Outro ponto que pode fazer algumas pessoas torcerem o nariz, é justamente a limitação dos potenciais uso do dinheiro captado.

Mas honestamente, não vejo isso como um problema, já que lendo as regras, nenhuma delas parece absurda, e somente visam garantir que as empresas estão levantando capital para usarem em si mesmas.

Comentários finais

De forma geral, após conversar com alguns amigos advogados, investidores, analistas e claro, outros empreendedores como eu, vejo a nova regulamentação com bons olhos.

Ela ao mesmo tempo que dá mais segurança para investidores, permitindo que mais dinheiro seja injetado no ecossistema de startups brasileiro, também é flexível, ao permitir que a maioria das regras continuem sendo estipuladas pelas próprias plataformas.

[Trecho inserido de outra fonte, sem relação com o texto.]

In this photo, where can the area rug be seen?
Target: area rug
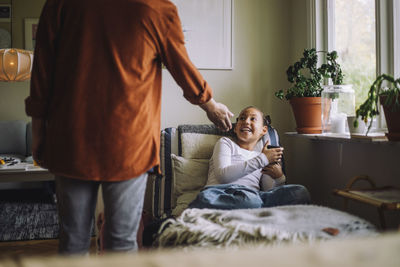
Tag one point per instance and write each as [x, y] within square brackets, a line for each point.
[266, 226]
[27, 215]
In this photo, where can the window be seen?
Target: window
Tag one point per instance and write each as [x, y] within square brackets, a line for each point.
[366, 34]
[354, 40]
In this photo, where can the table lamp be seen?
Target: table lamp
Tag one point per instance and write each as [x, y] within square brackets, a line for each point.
[15, 64]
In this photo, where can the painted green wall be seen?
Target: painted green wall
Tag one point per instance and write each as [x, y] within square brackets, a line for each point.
[262, 45]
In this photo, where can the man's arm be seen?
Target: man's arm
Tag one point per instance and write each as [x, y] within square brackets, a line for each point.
[195, 88]
[218, 113]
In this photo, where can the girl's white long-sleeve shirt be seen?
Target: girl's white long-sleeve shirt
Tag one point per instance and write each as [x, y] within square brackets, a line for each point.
[231, 164]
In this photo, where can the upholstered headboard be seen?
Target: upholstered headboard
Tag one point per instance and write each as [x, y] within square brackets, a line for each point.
[185, 152]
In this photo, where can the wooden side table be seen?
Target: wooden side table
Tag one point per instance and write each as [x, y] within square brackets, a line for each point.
[383, 198]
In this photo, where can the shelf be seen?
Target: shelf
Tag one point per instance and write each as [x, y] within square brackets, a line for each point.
[374, 138]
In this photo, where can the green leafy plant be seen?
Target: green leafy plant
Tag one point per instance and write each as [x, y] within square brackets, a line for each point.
[307, 78]
[370, 108]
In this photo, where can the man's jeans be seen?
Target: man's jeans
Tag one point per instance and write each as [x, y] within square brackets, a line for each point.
[232, 196]
[123, 204]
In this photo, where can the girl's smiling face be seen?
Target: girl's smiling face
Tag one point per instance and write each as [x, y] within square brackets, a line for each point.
[250, 126]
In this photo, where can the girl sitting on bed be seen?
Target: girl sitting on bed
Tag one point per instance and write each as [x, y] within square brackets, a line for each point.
[240, 177]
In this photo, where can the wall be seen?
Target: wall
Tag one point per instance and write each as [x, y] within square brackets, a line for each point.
[12, 95]
[261, 35]
[268, 36]
[261, 30]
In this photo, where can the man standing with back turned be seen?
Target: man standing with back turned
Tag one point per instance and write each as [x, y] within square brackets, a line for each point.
[95, 104]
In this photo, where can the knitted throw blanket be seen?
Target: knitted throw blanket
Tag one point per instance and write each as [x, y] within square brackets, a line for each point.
[266, 226]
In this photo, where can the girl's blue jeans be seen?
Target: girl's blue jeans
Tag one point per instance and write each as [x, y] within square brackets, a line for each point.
[233, 196]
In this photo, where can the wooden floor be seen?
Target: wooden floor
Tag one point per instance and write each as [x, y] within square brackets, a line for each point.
[34, 248]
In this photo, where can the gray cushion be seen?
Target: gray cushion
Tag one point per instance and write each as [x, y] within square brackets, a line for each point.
[13, 137]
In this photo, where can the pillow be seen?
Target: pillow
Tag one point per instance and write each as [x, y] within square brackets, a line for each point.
[189, 177]
[198, 145]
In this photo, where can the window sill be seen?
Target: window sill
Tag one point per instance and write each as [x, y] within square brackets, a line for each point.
[375, 138]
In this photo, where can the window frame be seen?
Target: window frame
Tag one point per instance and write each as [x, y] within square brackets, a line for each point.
[320, 14]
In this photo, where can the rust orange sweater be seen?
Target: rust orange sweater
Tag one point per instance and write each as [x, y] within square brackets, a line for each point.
[96, 80]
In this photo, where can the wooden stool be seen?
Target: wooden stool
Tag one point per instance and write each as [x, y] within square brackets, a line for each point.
[384, 198]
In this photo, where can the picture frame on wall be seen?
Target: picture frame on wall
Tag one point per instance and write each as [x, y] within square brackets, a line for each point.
[207, 28]
[31, 25]
[5, 13]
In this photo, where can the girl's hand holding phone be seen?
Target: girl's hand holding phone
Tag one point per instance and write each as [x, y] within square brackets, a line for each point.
[274, 155]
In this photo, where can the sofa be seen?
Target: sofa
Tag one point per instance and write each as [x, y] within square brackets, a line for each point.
[16, 140]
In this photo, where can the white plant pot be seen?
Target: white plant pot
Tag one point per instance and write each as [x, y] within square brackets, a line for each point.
[362, 127]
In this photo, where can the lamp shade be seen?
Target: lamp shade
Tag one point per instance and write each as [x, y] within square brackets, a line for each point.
[15, 64]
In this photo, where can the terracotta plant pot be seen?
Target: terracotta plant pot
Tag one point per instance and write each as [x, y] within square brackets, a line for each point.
[307, 112]
[392, 120]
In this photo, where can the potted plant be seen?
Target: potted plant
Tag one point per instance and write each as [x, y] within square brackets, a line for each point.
[305, 94]
[389, 97]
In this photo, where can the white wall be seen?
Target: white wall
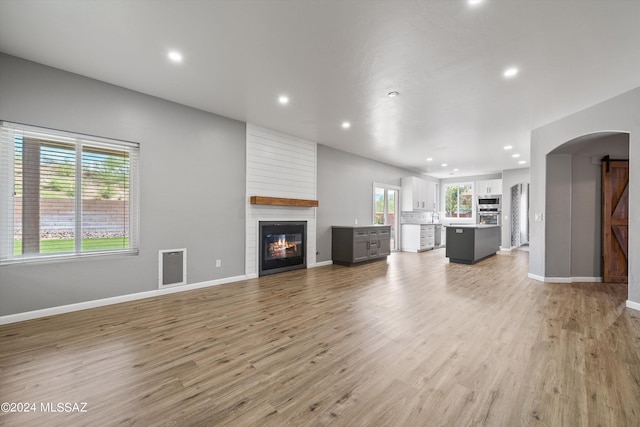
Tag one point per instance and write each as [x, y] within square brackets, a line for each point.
[192, 169]
[278, 165]
[618, 114]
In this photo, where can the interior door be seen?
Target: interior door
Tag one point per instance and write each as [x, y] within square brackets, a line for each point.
[615, 220]
[386, 210]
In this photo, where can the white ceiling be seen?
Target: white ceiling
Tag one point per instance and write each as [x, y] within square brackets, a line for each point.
[338, 59]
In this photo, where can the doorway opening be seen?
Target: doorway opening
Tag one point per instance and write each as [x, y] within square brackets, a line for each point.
[386, 210]
[520, 215]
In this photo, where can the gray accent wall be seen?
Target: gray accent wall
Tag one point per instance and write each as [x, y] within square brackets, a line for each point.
[192, 175]
[618, 114]
[586, 202]
[345, 192]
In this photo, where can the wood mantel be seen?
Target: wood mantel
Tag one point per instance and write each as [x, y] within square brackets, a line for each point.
[278, 201]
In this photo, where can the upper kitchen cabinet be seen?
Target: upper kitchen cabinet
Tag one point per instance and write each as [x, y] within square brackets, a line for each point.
[418, 194]
[489, 186]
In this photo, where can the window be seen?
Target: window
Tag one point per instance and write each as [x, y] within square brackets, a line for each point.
[458, 200]
[65, 195]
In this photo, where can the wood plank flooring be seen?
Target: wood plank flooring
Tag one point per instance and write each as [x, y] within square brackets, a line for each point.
[415, 341]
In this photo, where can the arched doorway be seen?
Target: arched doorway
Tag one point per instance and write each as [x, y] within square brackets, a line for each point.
[574, 204]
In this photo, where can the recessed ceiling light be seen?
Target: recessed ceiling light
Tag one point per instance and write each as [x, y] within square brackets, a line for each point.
[175, 56]
[510, 72]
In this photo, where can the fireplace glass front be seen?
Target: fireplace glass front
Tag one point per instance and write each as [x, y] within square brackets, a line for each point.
[282, 246]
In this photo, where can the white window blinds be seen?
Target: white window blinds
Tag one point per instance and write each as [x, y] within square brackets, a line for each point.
[65, 195]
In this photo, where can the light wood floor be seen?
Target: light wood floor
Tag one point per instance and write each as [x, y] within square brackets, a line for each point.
[415, 341]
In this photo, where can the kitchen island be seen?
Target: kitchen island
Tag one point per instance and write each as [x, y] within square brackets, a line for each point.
[470, 243]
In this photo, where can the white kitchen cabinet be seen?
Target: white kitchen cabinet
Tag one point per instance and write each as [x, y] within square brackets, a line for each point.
[418, 194]
[419, 237]
[489, 187]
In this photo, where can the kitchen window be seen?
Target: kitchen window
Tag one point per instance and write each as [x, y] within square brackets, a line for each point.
[65, 195]
[458, 200]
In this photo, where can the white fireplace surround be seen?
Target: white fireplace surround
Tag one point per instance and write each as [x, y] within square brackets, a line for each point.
[278, 165]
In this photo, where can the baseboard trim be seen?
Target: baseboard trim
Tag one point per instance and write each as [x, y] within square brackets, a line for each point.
[586, 279]
[633, 305]
[565, 279]
[52, 311]
[321, 264]
[535, 277]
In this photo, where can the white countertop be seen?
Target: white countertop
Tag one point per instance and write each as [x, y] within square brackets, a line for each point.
[472, 226]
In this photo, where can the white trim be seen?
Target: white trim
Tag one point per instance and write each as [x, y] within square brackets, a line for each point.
[320, 264]
[536, 277]
[29, 315]
[633, 305]
[565, 279]
[557, 279]
[586, 279]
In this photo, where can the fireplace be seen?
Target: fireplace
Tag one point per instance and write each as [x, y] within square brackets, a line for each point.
[282, 246]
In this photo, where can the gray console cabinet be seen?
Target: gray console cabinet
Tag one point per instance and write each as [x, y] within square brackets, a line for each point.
[351, 245]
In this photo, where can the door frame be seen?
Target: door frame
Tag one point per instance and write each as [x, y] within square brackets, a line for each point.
[398, 205]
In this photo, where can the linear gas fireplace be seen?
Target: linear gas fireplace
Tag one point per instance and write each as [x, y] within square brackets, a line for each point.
[282, 246]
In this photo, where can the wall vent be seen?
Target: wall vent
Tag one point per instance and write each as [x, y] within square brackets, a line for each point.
[172, 267]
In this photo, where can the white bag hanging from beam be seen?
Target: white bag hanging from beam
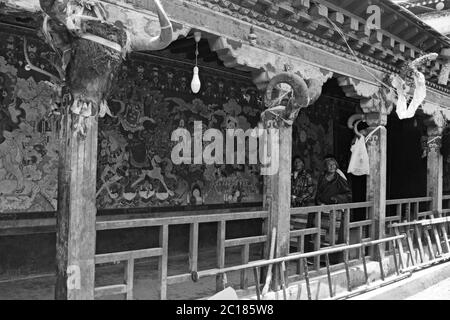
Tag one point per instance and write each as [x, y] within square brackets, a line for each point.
[420, 90]
[359, 161]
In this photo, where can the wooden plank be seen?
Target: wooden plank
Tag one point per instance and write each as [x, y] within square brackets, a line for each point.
[193, 246]
[380, 261]
[151, 222]
[437, 239]
[257, 285]
[359, 224]
[407, 200]
[410, 247]
[347, 270]
[317, 240]
[110, 290]
[245, 255]
[126, 255]
[346, 221]
[332, 228]
[75, 230]
[245, 241]
[429, 243]
[327, 208]
[376, 181]
[162, 264]
[419, 242]
[282, 269]
[129, 278]
[330, 283]
[220, 254]
[400, 248]
[308, 288]
[361, 251]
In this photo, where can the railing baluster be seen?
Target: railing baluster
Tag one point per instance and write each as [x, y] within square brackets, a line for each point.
[360, 237]
[347, 270]
[332, 227]
[380, 261]
[398, 209]
[444, 233]
[257, 284]
[394, 253]
[308, 289]
[299, 250]
[346, 220]
[245, 255]
[220, 285]
[162, 267]
[419, 242]
[317, 240]
[330, 284]
[410, 247]
[429, 243]
[129, 278]
[400, 248]
[282, 269]
[193, 246]
[416, 211]
[437, 239]
[366, 275]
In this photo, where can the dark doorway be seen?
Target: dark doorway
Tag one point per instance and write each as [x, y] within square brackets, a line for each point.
[406, 163]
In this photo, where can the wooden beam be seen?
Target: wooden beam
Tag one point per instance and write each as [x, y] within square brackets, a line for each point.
[434, 167]
[376, 181]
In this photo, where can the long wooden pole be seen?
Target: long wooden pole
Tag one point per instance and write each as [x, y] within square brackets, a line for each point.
[75, 248]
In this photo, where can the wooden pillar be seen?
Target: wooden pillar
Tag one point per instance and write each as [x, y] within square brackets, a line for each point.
[376, 181]
[89, 80]
[277, 200]
[434, 167]
[76, 211]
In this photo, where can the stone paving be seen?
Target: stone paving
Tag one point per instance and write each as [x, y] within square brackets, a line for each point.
[145, 284]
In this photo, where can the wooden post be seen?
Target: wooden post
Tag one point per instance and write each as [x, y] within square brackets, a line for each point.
[376, 181]
[279, 205]
[434, 167]
[89, 80]
[76, 211]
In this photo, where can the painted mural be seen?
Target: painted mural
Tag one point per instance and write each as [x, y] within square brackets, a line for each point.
[153, 98]
[28, 145]
[313, 135]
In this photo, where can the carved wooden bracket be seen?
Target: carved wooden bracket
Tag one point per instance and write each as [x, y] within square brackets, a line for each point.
[376, 102]
[91, 38]
[304, 94]
[263, 64]
[445, 71]
[437, 120]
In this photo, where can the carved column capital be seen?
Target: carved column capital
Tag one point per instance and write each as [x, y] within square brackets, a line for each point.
[375, 119]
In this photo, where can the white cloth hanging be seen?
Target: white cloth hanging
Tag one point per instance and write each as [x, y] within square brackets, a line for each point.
[419, 96]
[359, 161]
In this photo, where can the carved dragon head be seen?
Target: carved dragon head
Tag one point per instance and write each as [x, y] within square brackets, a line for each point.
[304, 93]
[91, 41]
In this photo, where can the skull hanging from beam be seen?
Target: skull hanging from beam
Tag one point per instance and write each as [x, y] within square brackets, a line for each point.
[90, 46]
[301, 94]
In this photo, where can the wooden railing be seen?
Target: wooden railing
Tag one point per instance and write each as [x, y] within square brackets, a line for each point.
[405, 211]
[161, 252]
[357, 219]
[410, 209]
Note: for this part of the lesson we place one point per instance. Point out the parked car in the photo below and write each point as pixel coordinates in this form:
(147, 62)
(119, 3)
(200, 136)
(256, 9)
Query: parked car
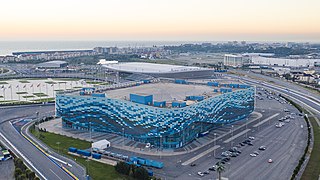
(213, 168)
(262, 148)
(200, 174)
(251, 137)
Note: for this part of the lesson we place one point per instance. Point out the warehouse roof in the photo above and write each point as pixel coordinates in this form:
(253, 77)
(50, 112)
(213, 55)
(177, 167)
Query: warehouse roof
(139, 67)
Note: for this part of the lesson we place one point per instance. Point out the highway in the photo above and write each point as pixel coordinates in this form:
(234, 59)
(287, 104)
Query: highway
(41, 164)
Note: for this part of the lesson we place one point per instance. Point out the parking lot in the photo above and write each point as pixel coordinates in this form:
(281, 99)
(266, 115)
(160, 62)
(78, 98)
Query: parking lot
(283, 146)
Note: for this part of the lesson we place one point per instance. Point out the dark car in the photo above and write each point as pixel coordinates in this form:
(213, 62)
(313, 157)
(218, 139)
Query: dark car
(262, 148)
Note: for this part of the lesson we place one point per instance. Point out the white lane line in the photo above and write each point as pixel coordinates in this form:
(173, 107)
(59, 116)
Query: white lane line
(55, 174)
(200, 155)
(267, 119)
(236, 136)
(22, 156)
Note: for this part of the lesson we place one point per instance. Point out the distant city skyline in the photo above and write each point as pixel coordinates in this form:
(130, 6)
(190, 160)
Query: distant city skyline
(145, 20)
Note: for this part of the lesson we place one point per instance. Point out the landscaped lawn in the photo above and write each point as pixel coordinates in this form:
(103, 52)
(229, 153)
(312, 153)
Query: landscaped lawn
(61, 143)
(40, 94)
(24, 81)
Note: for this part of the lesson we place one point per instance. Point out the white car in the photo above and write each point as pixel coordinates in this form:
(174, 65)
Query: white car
(251, 137)
(200, 174)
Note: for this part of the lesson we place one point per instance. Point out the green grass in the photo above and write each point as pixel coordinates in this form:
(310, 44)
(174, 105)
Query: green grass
(24, 81)
(66, 79)
(21, 93)
(50, 82)
(40, 94)
(312, 170)
(44, 100)
(97, 170)
(29, 96)
(6, 101)
(93, 82)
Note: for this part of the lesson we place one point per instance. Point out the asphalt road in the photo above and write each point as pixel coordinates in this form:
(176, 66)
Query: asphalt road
(284, 146)
(42, 163)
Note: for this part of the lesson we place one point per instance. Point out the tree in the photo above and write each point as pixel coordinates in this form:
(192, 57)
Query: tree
(220, 169)
(141, 174)
(22, 177)
(17, 172)
(32, 175)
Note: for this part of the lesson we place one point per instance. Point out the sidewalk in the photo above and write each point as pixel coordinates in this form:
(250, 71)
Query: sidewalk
(77, 169)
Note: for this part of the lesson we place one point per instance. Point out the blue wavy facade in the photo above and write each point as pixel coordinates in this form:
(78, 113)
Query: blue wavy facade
(168, 127)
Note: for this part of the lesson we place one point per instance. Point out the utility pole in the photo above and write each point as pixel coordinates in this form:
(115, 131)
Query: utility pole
(214, 151)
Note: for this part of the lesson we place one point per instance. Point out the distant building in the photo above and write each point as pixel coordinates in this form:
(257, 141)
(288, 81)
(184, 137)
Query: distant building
(236, 60)
(285, 62)
(52, 65)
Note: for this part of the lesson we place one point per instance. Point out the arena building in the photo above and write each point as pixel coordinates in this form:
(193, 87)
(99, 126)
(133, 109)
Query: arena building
(166, 113)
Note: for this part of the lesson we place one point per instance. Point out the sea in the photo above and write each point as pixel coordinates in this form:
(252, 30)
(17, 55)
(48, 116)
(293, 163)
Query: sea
(8, 47)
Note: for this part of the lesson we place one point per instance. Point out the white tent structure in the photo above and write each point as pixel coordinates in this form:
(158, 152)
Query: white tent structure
(100, 145)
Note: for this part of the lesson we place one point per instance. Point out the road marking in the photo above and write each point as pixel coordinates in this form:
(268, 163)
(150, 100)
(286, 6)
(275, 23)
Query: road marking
(236, 136)
(23, 157)
(200, 155)
(55, 174)
(267, 119)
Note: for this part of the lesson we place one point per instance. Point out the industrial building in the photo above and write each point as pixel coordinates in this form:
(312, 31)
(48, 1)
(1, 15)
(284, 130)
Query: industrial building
(52, 65)
(236, 60)
(166, 113)
(162, 70)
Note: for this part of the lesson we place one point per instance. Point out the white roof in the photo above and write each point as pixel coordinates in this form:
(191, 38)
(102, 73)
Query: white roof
(100, 143)
(104, 62)
(139, 67)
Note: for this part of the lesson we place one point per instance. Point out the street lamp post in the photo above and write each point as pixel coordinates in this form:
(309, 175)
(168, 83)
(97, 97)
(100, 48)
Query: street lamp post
(58, 143)
(123, 137)
(231, 135)
(214, 151)
(160, 146)
(246, 127)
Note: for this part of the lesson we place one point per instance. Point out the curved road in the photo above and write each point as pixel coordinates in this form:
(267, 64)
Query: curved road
(41, 164)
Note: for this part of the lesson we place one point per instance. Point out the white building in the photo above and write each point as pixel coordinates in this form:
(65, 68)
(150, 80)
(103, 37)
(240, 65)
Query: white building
(236, 60)
(284, 62)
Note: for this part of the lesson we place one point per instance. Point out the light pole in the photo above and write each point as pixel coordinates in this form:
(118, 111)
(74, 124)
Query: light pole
(246, 127)
(160, 146)
(88, 167)
(214, 150)
(231, 135)
(123, 137)
(58, 143)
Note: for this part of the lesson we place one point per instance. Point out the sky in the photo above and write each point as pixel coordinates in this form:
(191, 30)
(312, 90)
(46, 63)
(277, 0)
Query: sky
(165, 20)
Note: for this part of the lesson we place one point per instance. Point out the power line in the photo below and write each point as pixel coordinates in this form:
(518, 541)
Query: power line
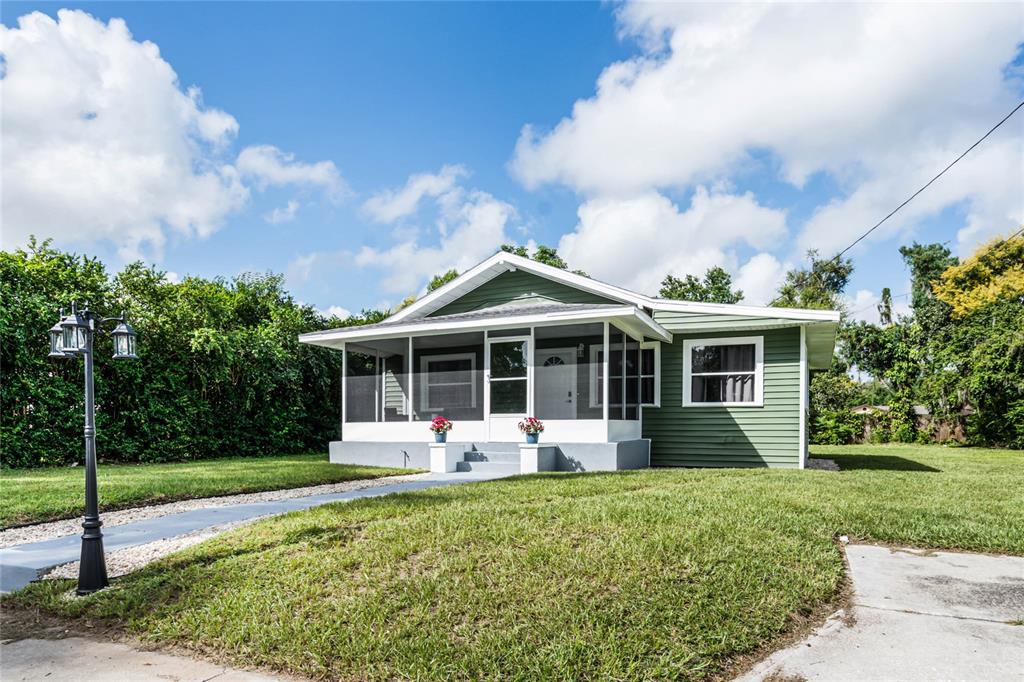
(927, 184)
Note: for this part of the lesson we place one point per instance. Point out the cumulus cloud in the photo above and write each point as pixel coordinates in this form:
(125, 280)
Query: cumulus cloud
(336, 311)
(878, 95)
(283, 213)
(391, 205)
(267, 166)
(636, 242)
(470, 225)
(101, 143)
(760, 279)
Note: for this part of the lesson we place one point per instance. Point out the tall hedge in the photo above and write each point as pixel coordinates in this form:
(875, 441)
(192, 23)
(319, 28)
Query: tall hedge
(220, 371)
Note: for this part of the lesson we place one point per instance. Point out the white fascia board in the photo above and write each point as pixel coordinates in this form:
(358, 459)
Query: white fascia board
(627, 313)
(734, 309)
(502, 262)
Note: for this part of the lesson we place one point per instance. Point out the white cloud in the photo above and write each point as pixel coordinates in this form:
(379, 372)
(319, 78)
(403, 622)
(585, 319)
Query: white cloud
(760, 279)
(268, 166)
(390, 205)
(283, 214)
(336, 311)
(636, 242)
(470, 225)
(101, 143)
(880, 95)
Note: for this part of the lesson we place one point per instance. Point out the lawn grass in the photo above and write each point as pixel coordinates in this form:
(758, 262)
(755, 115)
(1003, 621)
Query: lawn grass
(658, 573)
(31, 496)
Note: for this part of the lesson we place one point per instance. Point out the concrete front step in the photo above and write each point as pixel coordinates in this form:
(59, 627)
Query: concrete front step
(505, 468)
(491, 456)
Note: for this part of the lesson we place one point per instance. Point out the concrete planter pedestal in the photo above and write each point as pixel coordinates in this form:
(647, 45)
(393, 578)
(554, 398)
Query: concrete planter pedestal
(536, 457)
(444, 457)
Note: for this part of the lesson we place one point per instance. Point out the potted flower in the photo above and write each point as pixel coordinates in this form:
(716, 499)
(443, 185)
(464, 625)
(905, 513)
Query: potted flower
(532, 427)
(440, 426)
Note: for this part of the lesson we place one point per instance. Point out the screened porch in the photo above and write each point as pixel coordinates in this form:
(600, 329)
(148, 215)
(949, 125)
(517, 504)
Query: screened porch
(586, 381)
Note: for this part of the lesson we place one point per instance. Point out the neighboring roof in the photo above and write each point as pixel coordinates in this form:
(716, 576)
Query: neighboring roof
(629, 316)
(503, 262)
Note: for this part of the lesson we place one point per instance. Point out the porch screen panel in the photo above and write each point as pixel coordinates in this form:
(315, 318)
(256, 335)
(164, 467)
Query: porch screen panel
(361, 386)
(449, 376)
(631, 379)
(508, 377)
(566, 371)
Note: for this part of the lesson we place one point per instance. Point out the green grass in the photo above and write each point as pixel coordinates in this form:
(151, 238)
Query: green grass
(659, 573)
(31, 496)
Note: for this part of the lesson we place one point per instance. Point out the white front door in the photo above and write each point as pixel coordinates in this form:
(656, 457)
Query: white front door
(555, 378)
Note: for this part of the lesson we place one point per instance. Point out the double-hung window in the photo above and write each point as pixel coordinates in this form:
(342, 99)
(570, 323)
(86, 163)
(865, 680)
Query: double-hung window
(448, 381)
(723, 372)
(508, 378)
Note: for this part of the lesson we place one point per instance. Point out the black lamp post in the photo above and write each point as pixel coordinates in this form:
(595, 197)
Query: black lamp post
(74, 336)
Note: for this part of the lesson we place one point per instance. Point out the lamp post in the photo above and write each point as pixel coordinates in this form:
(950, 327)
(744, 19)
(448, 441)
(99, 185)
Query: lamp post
(74, 335)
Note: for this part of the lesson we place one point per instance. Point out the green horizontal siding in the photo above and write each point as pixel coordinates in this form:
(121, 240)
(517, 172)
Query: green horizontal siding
(727, 436)
(518, 287)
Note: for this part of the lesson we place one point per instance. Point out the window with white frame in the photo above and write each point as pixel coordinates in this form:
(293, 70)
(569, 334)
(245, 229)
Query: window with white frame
(650, 375)
(446, 381)
(723, 372)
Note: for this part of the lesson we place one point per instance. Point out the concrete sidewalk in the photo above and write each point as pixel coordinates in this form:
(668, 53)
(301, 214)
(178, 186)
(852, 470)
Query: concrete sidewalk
(76, 658)
(23, 563)
(915, 615)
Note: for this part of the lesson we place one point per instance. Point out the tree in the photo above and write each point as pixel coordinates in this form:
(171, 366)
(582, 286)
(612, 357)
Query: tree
(819, 286)
(886, 306)
(221, 370)
(543, 254)
(995, 271)
(439, 281)
(716, 288)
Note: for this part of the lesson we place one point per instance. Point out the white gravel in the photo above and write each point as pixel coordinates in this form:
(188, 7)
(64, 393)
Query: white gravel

Além é claro, de não ter colocado grandes empecilhos para a criação de novas plataformas.

Dessa maneira, temos uma combinação de fatores muito interessantes, em que a criação de plataformas rivais, que ofereçam melhores condições para captar ou investir sejam criadas, dando maior dinamismo para o mercado.

É interessante notar que isso é praticamente o oposto do que acontece no mercado de capitais de modo geral, onde normalmente temos apenas uma ou duas bolsas de valores negociando empresas. No Brasil por exemplo, este “monopólio” pertence à Bovespa.

Isso permite que o mercado se adapte e se auto regule, forçando as plataformas a ficarem com uma parte menor dos investimentos e tratarem melhor tanto empresas quanto investidores. Agora é esperar e ver qual será o impacto real dessa nova regulamentação no mercado.